U.S. mortgage applications decline as rates hit 12-year high

U.S. mortgage applications slid for a sixth straight week as mortgage rates climbed to a 12-year high, weighing on both home purchases and refinancing.

The Mortgage Bankers Association’s index of total applications dropped 5% in the week ended April 15 to 374, the lowest since February 2019, the Washington-based group said Wednesday.

The average contract rate on a 30-year fixed mortgage rose 7 basis points to 5.2%, the highest since April 2010. The rate has climbed 1.14 percentage points in the last eight weeks.
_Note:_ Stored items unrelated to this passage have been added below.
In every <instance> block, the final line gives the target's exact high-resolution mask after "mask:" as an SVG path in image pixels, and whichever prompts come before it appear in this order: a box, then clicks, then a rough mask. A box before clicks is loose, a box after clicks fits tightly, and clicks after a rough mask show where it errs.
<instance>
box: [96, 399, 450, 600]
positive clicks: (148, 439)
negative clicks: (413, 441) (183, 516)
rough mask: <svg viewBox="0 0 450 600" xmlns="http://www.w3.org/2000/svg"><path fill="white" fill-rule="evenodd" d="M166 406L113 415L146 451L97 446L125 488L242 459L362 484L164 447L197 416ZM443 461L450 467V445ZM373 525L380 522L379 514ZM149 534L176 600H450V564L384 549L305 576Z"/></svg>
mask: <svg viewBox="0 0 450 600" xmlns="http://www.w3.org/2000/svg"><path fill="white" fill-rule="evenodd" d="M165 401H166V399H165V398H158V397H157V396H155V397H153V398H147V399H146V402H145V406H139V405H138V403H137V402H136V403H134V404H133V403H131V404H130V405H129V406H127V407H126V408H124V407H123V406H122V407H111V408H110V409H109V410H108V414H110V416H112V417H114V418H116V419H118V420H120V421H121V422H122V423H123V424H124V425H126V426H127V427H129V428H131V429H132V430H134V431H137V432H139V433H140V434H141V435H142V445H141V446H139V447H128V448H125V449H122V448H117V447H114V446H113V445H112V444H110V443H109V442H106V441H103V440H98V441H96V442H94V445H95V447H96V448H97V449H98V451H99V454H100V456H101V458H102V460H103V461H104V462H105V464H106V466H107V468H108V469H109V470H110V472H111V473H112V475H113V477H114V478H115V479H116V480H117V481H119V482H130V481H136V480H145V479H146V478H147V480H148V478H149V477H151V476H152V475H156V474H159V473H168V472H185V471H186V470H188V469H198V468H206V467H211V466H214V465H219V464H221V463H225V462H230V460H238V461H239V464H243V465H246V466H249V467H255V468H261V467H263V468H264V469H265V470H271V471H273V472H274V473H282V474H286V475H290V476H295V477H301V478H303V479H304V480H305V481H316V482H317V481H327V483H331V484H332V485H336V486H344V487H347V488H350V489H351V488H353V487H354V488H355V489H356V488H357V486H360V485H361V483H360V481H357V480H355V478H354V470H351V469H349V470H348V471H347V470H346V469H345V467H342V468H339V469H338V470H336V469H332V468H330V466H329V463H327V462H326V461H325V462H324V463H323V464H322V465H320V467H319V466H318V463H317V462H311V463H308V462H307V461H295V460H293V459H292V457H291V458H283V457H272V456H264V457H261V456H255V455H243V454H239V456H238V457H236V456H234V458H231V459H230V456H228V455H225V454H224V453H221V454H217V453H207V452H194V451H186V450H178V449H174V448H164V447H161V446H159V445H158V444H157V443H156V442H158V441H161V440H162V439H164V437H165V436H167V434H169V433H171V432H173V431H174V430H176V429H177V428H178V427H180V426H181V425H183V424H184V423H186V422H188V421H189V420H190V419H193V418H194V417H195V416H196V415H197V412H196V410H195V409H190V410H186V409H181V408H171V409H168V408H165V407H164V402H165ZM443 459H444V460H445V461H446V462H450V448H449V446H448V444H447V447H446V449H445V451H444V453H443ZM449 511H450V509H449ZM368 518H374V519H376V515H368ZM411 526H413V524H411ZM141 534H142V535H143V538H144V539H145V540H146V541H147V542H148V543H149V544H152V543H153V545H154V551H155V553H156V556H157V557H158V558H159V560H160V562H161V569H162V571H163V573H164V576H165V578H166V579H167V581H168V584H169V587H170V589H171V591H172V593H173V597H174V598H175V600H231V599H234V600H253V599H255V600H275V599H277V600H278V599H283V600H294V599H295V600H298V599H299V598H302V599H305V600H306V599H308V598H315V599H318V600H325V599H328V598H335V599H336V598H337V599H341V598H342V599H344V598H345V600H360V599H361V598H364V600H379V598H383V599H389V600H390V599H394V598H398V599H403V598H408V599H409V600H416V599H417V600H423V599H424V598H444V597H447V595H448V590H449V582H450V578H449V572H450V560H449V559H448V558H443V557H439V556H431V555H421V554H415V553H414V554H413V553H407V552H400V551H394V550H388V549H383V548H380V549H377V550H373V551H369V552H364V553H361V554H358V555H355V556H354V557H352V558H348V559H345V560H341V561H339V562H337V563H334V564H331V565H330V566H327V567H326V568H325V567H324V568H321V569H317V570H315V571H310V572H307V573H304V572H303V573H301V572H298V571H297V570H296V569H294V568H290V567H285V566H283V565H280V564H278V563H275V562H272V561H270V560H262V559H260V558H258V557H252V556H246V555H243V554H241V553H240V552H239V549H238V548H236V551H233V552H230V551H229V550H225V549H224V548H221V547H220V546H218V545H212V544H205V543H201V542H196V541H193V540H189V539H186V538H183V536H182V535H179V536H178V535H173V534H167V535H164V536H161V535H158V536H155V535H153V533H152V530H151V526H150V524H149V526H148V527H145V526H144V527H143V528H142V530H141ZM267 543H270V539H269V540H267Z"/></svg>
That’s the quickest rise since 2003. The effective rate, which includes the effects of compounding, rose to 5.39%.

“The recent surge in mortgage rates has shut most borrowers out of rate/term refinances, causing the refinance index to fall for the sixth consecutive week,” said Joel Kan, MBA’s associate vice president of economic and industry forecasting.

“In a housing market facing affordability challenges and low inventory, higher rates are causing a pullback or delay in home purchase demand as well,” Kan said.

The MBA’s refinancing index decreased 7.7% to the lowest level since March 2019. Purchase applications fell 3% last week and are down more than 8% so far this year.

The survey covers over 75% of all U.S. retail residential mortgage applications.